What is emerging from the programme’s more than 380 applications is a new kind of sustainable infrastructure: business models, technologies, and community-led approaches that are regenerative by design. From Singapore, Flint is rethinking how we store energy by building batteries from renewable materials that perform without the environmental cost. Greenairy, designs smart plant towers that use natural microbial processes to filter indoor air pollution in offices and schools. Riffai, from Thailand, uses satellite data and AI to identify renewable energy opportunities and the climate risks that shape them.
That vision of regenerative, community-rooted infrastructure is also what drew Microsoft to the programme. “At Microsoft, we believe that the future of sustainable infrastructure must be built with and for the communities it serves. Guided by our Community Pledge and our commitment to community-first infrastructure, we are working to ensure that our investments – including in data center regions – create lasting local value. This approach is grounded in our broader sustainability commitments – to become a carbon negative, water positive, and zero waste company while protecting ecosystems by 2030 – and in our belief that technology and partnerships can help accelerate climate solutions at scale.

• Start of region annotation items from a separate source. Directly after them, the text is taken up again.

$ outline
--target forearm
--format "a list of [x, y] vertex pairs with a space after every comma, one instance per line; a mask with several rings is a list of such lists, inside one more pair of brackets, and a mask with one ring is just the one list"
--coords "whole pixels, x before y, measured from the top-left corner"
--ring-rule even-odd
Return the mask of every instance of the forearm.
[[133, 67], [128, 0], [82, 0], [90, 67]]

Across Asia and the Pacific, young innovators are leading the way in tackling climate challenges, and through our partnership with UNDP, we are proud to support their efforts to design solutions that are not only scalable, but deeply rooted in community needs – helping to build more resilient, inclusive, and sustainable communities for the future.” Alvin Heng, Vice President, APAC Regional Leader, Microsoft
Across the region, young entrepreneurs are making food systems climate-resilient. Young technologists are building tools that make carbon visible and accountable. Young innovators are reimagining water and waste as resources solutions, not problems. This is no coincidence; across the region, a pattern is forming. What this generation shows us, again and again, is that when young people are given access to capital, networks, and enabling ecosystems, they deliver.
“For UNDP, through the Youth Moonshot, we will continue working with governments, academia, and partners in the private sector like Microsoft to ensure young innovators are not just consulted on the solutions but seated at the table where decisions are made.” Beniam Gebrezghi, Programme Specialist in Civic Society and Youth, UNDP Bangkok Regional Hub
On this World Environment Day, as the world unites around the call to act #NowForClimate, we stand with the young people of Asia and the Pacific who are already answering it. Join us in backing the next generation of climate entrepreneurs, because the future they are building is one we all stand to inherit.